Paula Stephan, an econ professor at Georgia State and an NBER research associate has a comment in this week’sNature on perverse financial incentives in science. This includes the perverse incentives that govern the role of postdocs in research:
Consider the financial calculations that encourage universities to hire a series of postdocs rather than staff scientists. Postdocs earn around half to two-thirds of a staff scientist’s salary. They are young, have fresh perspectives and new ideas and are temporary, so can be let go when budgets decline2. But, in reality, postdocs are not cheap: substantial resources — both their own and society’s — have been invested in training them.

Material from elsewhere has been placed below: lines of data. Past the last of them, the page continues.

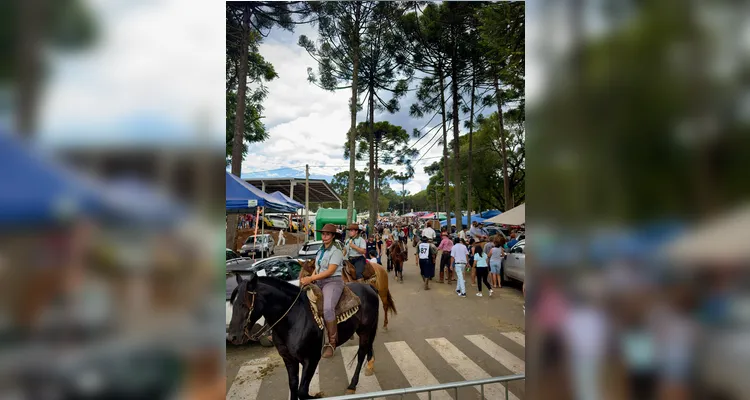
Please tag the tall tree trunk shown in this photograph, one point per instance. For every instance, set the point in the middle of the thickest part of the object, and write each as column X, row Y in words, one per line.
column 446, row 175
column 377, row 173
column 471, row 140
column 373, row 171
column 456, row 155
column 31, row 24
column 239, row 119
column 501, row 131
column 353, row 125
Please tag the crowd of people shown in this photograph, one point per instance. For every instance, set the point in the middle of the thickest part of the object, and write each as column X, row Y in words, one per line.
column 470, row 250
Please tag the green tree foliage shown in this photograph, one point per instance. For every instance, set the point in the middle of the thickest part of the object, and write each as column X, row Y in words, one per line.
column 340, row 184
column 341, row 30
column 247, row 23
column 259, row 71
column 383, row 70
column 27, row 30
column 425, row 29
column 502, row 38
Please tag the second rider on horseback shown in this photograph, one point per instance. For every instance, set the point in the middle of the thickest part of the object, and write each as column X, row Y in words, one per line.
column 328, row 269
column 355, row 249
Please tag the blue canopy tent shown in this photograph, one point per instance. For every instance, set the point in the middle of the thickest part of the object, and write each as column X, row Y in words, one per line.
column 489, row 214
column 464, row 220
column 242, row 197
column 39, row 191
column 287, row 200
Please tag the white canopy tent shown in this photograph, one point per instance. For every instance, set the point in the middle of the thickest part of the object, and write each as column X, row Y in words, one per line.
column 514, row 216
column 720, row 240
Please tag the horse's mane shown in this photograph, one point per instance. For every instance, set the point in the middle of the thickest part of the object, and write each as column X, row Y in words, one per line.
column 276, row 283
column 284, row 286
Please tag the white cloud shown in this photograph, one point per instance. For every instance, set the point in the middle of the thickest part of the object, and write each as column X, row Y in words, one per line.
column 160, row 57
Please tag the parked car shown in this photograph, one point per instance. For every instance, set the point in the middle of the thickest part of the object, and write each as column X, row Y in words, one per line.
column 231, row 255
column 278, row 221
column 258, row 244
column 309, row 249
column 514, row 266
column 493, row 230
column 283, row 267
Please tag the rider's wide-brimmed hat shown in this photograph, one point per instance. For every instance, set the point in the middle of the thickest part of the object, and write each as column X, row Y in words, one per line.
column 330, row 228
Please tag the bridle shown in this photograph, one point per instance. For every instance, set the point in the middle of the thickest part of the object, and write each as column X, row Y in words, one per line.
column 263, row 331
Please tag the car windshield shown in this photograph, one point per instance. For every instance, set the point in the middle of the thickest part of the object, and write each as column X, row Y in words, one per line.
column 259, row 239
column 313, row 246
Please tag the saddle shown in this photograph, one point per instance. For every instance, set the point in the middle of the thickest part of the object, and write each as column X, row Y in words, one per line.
column 347, row 306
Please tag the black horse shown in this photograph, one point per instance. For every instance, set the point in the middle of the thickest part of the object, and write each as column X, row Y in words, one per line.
column 295, row 333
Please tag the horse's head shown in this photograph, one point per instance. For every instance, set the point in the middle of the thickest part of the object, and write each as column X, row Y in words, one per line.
column 247, row 308
column 308, row 268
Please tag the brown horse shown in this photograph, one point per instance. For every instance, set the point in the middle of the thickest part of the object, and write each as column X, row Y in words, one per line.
column 349, row 273
column 396, row 254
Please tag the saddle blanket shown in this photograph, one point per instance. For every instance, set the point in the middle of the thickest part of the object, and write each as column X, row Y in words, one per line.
column 347, row 306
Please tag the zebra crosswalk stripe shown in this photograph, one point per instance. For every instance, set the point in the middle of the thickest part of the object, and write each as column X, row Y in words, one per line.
column 468, row 369
column 247, row 383
column 504, row 357
column 414, row 370
column 367, row 384
column 517, row 337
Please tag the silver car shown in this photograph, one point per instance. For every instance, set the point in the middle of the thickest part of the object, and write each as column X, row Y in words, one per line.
column 514, row 265
column 282, row 267
column 309, row 249
column 262, row 245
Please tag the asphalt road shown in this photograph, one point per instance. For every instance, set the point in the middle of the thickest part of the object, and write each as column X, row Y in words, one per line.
column 437, row 337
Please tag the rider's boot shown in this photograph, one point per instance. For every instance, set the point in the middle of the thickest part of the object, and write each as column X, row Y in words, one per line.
column 332, row 330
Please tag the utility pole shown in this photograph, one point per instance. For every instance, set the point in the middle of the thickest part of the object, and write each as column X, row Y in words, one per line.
column 437, row 205
column 307, row 201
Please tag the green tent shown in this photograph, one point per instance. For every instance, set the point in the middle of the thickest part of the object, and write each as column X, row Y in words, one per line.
column 336, row 216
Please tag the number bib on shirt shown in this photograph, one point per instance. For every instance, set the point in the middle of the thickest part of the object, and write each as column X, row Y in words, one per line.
column 424, row 251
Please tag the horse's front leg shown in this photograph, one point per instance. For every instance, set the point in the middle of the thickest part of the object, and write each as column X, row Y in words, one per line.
column 384, row 299
column 308, row 371
column 361, row 354
column 292, row 370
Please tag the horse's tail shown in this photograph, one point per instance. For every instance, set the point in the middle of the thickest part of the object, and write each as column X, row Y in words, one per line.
column 391, row 304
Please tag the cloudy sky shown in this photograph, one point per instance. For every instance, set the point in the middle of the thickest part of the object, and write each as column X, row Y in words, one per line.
column 308, row 125
column 156, row 75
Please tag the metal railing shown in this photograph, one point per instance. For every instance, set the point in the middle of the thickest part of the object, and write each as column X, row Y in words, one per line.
column 433, row 388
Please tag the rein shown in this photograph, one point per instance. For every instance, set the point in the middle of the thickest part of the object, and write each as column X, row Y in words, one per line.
column 266, row 328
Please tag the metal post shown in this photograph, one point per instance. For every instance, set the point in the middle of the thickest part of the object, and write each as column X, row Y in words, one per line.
column 307, row 201
column 262, row 228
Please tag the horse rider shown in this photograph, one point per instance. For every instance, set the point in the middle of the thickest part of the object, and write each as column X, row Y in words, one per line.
column 329, row 262
column 427, row 255
column 355, row 250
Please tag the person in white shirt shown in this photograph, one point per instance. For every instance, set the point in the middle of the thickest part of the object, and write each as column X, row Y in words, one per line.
column 282, row 239
column 459, row 258
column 429, row 233
column 462, row 233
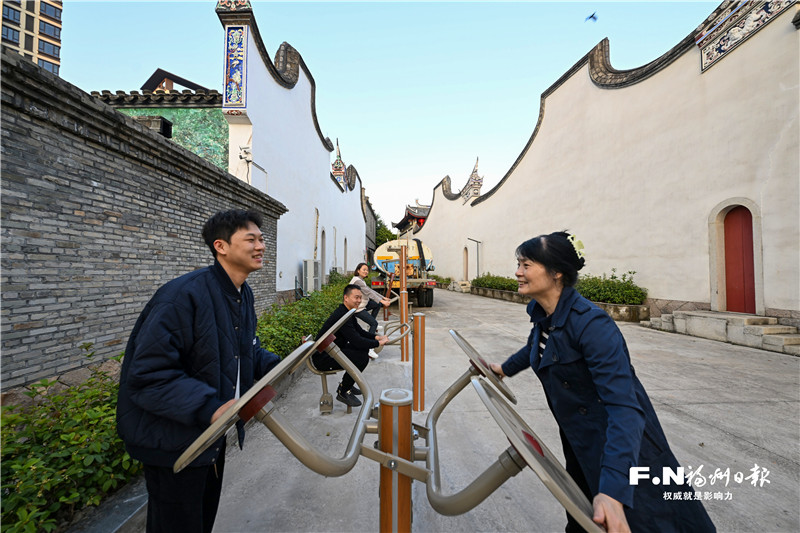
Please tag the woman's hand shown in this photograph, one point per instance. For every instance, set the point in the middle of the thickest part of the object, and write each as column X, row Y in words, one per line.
column 610, row 514
column 497, row 369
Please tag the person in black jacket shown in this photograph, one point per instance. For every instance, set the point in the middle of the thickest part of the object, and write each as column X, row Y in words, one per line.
column 354, row 342
column 192, row 353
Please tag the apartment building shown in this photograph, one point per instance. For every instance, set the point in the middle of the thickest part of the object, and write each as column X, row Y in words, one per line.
column 33, row 28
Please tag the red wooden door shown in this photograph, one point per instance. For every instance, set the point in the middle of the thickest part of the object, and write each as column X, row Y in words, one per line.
column 740, row 285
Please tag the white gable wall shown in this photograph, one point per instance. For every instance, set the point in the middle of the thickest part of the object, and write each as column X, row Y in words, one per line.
column 636, row 173
column 285, row 142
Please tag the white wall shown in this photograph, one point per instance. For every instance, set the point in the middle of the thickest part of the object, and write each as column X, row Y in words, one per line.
column 635, row 173
column 285, row 142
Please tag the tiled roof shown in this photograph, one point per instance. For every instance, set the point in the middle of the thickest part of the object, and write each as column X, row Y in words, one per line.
column 185, row 98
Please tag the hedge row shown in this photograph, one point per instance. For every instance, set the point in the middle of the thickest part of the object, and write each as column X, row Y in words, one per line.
column 611, row 289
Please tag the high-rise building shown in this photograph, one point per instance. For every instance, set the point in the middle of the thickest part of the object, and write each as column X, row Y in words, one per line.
column 33, row 28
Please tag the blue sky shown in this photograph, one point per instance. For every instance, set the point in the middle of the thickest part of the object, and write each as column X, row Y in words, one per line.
column 413, row 91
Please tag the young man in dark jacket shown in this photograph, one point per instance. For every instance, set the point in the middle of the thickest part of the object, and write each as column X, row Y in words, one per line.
column 354, row 343
column 192, row 353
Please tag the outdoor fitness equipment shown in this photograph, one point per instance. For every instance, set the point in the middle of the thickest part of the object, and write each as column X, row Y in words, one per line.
column 526, row 448
column 391, row 329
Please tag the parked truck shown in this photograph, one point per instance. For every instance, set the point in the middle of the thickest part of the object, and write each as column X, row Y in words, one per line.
column 419, row 261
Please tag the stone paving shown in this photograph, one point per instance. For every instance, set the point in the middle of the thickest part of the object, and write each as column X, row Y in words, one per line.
column 723, row 407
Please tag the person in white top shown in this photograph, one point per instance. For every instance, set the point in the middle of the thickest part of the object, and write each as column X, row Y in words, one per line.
column 371, row 301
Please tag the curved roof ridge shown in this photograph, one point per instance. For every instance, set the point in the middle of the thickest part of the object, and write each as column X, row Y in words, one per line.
column 288, row 59
column 447, row 190
column 604, row 76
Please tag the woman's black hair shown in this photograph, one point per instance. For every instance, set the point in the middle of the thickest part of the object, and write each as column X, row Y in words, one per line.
column 355, row 272
column 555, row 253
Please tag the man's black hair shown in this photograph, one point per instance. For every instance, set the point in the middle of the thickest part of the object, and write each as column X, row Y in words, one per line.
column 225, row 223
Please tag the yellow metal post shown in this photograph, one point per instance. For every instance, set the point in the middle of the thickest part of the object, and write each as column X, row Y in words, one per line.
column 418, row 363
column 394, row 438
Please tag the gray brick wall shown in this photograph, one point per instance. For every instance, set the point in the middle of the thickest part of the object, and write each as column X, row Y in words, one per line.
column 97, row 213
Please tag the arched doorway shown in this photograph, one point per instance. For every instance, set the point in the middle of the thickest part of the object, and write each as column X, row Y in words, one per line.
column 735, row 252
column 740, row 288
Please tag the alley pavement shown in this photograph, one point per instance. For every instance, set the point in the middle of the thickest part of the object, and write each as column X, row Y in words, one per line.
column 731, row 415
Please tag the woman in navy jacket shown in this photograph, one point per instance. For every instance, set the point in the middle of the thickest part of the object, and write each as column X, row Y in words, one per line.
column 606, row 421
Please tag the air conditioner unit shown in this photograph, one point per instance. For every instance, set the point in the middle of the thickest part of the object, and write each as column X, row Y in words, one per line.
column 312, row 270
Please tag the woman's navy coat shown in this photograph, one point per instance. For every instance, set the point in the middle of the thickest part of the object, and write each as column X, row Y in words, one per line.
column 607, row 422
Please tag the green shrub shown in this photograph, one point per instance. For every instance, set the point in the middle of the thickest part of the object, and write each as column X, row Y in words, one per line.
column 612, row 289
column 444, row 282
column 61, row 454
column 282, row 328
column 496, row 282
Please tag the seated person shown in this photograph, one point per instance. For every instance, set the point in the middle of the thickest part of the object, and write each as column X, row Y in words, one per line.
column 353, row 341
column 371, row 301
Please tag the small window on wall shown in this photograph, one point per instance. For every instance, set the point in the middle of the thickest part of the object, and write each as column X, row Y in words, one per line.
column 48, row 66
column 50, row 11
column 49, row 29
column 10, row 14
column 49, row 49
column 10, row 35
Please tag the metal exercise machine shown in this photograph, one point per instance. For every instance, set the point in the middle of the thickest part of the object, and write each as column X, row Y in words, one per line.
column 396, row 453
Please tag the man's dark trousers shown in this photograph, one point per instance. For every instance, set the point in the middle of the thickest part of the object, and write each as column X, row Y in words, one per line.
column 359, row 358
column 186, row 501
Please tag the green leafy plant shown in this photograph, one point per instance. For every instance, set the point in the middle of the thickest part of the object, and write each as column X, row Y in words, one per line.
column 612, row 289
column 495, row 282
column 62, row 453
column 282, row 328
column 444, row 282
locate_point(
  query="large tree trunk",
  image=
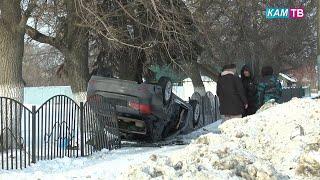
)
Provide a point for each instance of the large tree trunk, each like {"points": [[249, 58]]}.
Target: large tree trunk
{"points": [[131, 64], [11, 54], [318, 46], [196, 79], [76, 61]]}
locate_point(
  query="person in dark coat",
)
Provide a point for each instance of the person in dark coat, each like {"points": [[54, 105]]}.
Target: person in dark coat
{"points": [[231, 94], [269, 87], [250, 87]]}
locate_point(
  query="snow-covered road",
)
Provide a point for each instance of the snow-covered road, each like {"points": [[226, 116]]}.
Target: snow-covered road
{"points": [[101, 165]]}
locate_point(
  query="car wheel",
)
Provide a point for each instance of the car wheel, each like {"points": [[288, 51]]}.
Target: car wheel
{"points": [[196, 112], [166, 86]]}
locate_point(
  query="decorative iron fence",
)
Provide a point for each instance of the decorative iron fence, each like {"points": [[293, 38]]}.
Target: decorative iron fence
{"points": [[58, 128], [209, 108]]}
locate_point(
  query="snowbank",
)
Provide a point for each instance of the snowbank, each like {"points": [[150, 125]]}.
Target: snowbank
{"points": [[281, 142]]}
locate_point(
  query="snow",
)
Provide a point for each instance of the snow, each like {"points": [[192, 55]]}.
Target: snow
{"points": [[280, 142], [101, 165], [288, 78]]}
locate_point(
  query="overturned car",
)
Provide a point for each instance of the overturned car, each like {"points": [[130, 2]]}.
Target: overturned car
{"points": [[148, 111]]}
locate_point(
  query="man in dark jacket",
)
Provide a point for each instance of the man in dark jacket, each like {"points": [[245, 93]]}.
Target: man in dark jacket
{"points": [[231, 94], [269, 86], [250, 87]]}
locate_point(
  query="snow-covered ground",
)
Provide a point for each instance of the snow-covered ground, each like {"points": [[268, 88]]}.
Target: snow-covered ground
{"points": [[280, 142], [101, 165]]}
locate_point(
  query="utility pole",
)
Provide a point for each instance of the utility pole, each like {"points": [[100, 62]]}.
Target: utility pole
{"points": [[318, 45]]}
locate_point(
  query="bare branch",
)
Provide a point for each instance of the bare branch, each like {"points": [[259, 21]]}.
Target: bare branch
{"points": [[38, 36]]}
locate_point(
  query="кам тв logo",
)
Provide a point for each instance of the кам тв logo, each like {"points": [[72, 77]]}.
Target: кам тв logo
{"points": [[284, 13]]}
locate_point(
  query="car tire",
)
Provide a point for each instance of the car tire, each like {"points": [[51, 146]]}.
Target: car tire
{"points": [[196, 112], [155, 131], [166, 86]]}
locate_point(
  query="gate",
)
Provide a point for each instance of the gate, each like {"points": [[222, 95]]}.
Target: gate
{"points": [[15, 137], [58, 128], [100, 125], [209, 108]]}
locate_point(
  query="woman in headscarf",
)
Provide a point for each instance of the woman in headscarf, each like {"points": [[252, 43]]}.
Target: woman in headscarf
{"points": [[250, 88]]}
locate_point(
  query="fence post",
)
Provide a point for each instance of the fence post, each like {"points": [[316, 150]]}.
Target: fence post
{"points": [[81, 128], [33, 135]]}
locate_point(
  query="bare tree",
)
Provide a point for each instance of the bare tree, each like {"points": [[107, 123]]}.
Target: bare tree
{"points": [[13, 21], [70, 38]]}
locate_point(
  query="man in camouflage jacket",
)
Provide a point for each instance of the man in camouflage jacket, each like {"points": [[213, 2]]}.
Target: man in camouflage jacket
{"points": [[269, 87]]}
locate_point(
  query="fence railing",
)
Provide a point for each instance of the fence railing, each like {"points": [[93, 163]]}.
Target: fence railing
{"points": [[58, 128], [291, 92]]}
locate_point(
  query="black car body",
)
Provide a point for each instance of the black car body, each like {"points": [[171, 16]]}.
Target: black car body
{"points": [[145, 110]]}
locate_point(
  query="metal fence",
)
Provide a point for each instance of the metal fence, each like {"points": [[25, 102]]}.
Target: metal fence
{"points": [[58, 128]]}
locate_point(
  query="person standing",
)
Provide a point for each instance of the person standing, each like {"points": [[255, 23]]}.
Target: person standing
{"points": [[269, 87], [231, 94], [250, 87]]}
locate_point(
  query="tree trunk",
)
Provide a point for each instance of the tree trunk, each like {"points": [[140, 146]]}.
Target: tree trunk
{"points": [[11, 55], [196, 79], [318, 46], [131, 65]]}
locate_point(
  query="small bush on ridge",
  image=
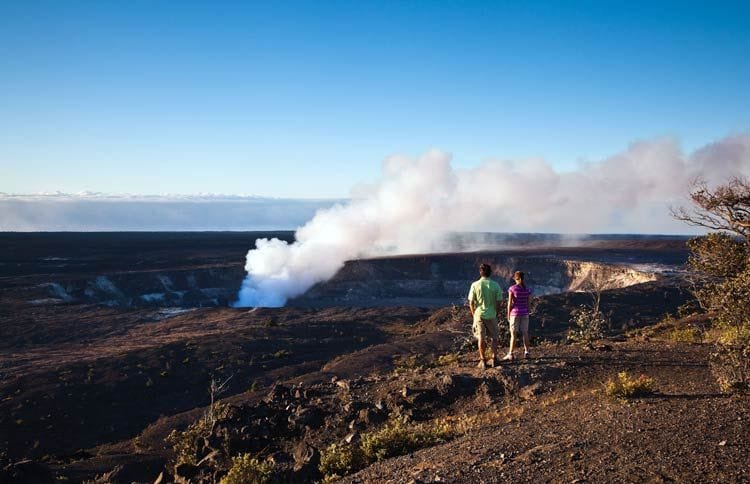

If a postdoc doesn’t get a research job, taxpayers do not get a return on their investment. Neither does the postdoc: someone who did not go to graduate school and entered the labour market in 2001 was earning about US$58,000 in 2008; a first-year postdoc who started graduate school in the United States in 2001 was making around $37,000 in 2008 on graduation3. During a three-year postdoc position, a scientist gives up more than $60,000 on average in return for highly uncertain job prospects. And many postdocs will not get a research job. There are few faculty openings, and limited numbers of research positions in government and industry. So even if individual postdocs cost less, from a societal perspective they can be expensive.
And here’s a suggestion many people won’t like, but it would certainly reorganize the financial incentives:
In addition, we should consider ways of making graduate students and postdocs more costly to universities, to discourage their overuse and reflect their social cost.